Kidding aside, I'm well aware that the experience of one woman in one office is in no way a reflection of the industry as a whole. My experiences in this industry do give me cause to believe, however, that sexism in my industry is pretty rare, maybe rarer than in most other industries. The thing is, the fundamental building block of technology is logic. You don't create a computer program by intuition or personal prejudices; you create it by plugging variables into equations. It seems to me, furthermore, that most programmers apply the same thinking to everything they do, including hiring and interacting with coworkers.
Gender discrimination isn't logical; on top of which, the process of hiring someone or evaluating them once they're already an employee is not particularly subjective. Somebody reads the resumes, decides which candidates best fit our requirements, and chooses the best qualified for interviews. From there, it's bubble tests and simulations; objective demonstrations of abilities. Nobody's going to say, "Well, this person scored higher than everybody else on all the tests, but she's a woman and we certainly don't want her getting her cooties all over us, so out she goes.
It's easy to see why someone might think that the industry's sexist, based on the ratio of men to women at tech firms. I mean, I have never seen any evidence in my 7 years at my company that the woman who hires the programmers has some anti-woman agenda, yet there's still never a line for the ladies' room, if you know what I mean. That there are so few women working in the field probably has a lot to do with the fact that only about 10% of people earning computer science degrees use the ladies' room.
So is it the colleges that are sexist? I suppose there might be some sexism in computer science programs (although I've never known a geek to complain about being in the same room with a woman who isn't his mom), but that can't account for such a huge disparity.
So where does this imbalance come from? No idea. Maybe parents or kindergarten teachers or guidance counselors or TV or McDonald's Happy Meals. But where it doesn't come from is some kind of widespread institutionalized sexism.
In fact, I've seen very little evidence, in the 9,000 industries in which I've dabbled, of widespread institutionalized sexism. And while I'm sure it exists somewhere, while I'm sure there are more than a few bosses out there calling their female employees "doll-face" and still more who subtly discriminate against said dolls, I just don't think it's as rampant or intentional as so many feminists want to believe.
The wage gap, the glass ceiling? Those are due at least in part to the fact that many women choose to put family before career, and there is nothing wrong with that. I appreciate the hell out of feminist fore-mothers who helped secure for me the right to choose to work and be independent and all of that, but I also know that there's nothing on earth wrong with a woman choosing to be barefoot and pregnant if that's what makes her happy, you know?

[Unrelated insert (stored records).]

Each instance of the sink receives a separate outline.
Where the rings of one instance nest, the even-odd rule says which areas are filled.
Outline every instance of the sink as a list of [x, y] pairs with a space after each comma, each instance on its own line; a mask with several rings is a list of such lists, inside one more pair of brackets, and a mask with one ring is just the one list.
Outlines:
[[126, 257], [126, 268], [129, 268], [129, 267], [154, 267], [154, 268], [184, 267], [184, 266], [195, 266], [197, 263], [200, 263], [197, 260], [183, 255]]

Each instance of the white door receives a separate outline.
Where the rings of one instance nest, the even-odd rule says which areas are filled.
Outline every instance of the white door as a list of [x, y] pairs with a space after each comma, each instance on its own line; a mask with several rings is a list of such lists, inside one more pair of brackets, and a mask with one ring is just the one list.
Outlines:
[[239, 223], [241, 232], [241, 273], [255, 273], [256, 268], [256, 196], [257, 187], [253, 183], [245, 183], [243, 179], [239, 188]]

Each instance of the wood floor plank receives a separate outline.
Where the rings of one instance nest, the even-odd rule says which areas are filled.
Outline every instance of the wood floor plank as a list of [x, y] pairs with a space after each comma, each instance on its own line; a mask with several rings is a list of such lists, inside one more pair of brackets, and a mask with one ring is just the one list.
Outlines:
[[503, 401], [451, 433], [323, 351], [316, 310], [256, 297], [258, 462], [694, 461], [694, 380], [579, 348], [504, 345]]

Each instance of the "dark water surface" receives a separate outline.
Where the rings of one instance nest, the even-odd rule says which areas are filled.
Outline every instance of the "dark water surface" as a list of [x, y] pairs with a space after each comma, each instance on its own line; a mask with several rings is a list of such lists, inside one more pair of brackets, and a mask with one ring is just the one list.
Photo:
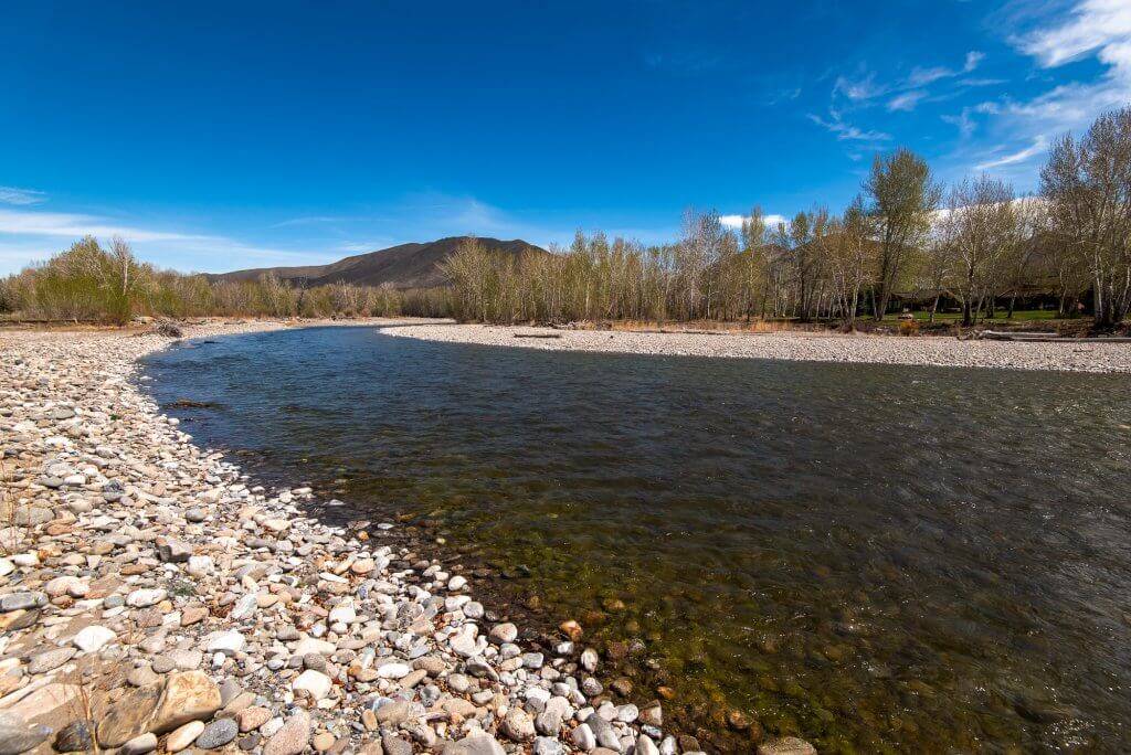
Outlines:
[[198, 442], [527, 566], [515, 596], [642, 640], [634, 696], [667, 684], [707, 728], [737, 709], [834, 752], [1131, 748], [1125, 376], [354, 328], [147, 372], [162, 403], [216, 403], [174, 410]]

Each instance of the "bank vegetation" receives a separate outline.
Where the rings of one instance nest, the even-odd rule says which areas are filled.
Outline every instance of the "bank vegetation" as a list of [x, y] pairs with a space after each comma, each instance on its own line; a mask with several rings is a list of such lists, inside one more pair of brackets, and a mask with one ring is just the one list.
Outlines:
[[1051, 148], [1039, 193], [972, 176], [944, 186], [907, 149], [877, 155], [860, 194], [770, 223], [689, 210], [679, 238], [646, 245], [578, 233], [551, 254], [470, 240], [443, 263], [450, 286], [294, 287], [273, 276], [209, 280], [158, 270], [113, 240], [84, 238], [0, 283], [0, 312], [124, 322], [187, 318], [455, 316], [572, 321], [834, 322], [846, 329], [908, 310], [973, 326], [1038, 307], [1119, 326], [1131, 307], [1131, 107]]

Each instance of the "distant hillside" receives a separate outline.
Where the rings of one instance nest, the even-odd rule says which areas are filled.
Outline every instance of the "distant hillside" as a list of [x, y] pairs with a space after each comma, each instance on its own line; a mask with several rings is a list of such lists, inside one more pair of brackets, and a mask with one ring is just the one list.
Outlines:
[[[428, 243], [400, 244], [375, 252], [355, 254], [330, 262], [296, 268], [254, 268], [207, 276], [209, 280], [258, 280], [273, 272], [295, 286], [311, 287], [325, 284], [347, 283], [357, 286], [391, 285], [394, 288], [433, 288], [448, 283], [440, 270], [440, 262], [455, 252], [468, 236], [451, 236]], [[549, 254], [541, 246], [528, 244], [520, 238], [500, 241], [480, 238], [486, 249], [503, 254], [519, 257], [526, 252]]]

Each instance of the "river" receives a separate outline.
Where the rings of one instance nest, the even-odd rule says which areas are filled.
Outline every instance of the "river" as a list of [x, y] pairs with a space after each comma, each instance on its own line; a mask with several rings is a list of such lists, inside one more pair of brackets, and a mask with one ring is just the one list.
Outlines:
[[430, 527], [708, 738], [740, 711], [822, 752], [1131, 746], [1128, 376], [366, 328], [187, 342], [146, 373], [207, 405], [170, 409], [201, 444]]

I'm in no way saying that gender discrimination doesn't exist (although I am saying that the discrimination cuts both ways a lot more significantly than a lot of feminists seem to think). I still think perfect equality is a ways off; and I do know that women are treated horribly in certain subsets of American culture and even more horribly in other countries. But I really think we've got to let go of the victim mentality that makes us think that the fact that there are more boy programmers than girl programmers, for instance, means that the technology industry hates women. I think we're wasting time tilting and windmills when the real giants are elsewhere.
Also, does anybody else think telling Danica Patrick to shut up and drive is a little, I don't know, sexist? Not in any way I can lay my finger on, it's just, I don't know, slightly more offensive than hot chicks doing inappropriate things.
Also, does anybody else think telling Danica Patrick to shut up and drive is a little, I don't know, sexist? Not in any way I can lay my finger on, it's just, I don't know, slightly more offensive than hot chicks doing inappropriate things.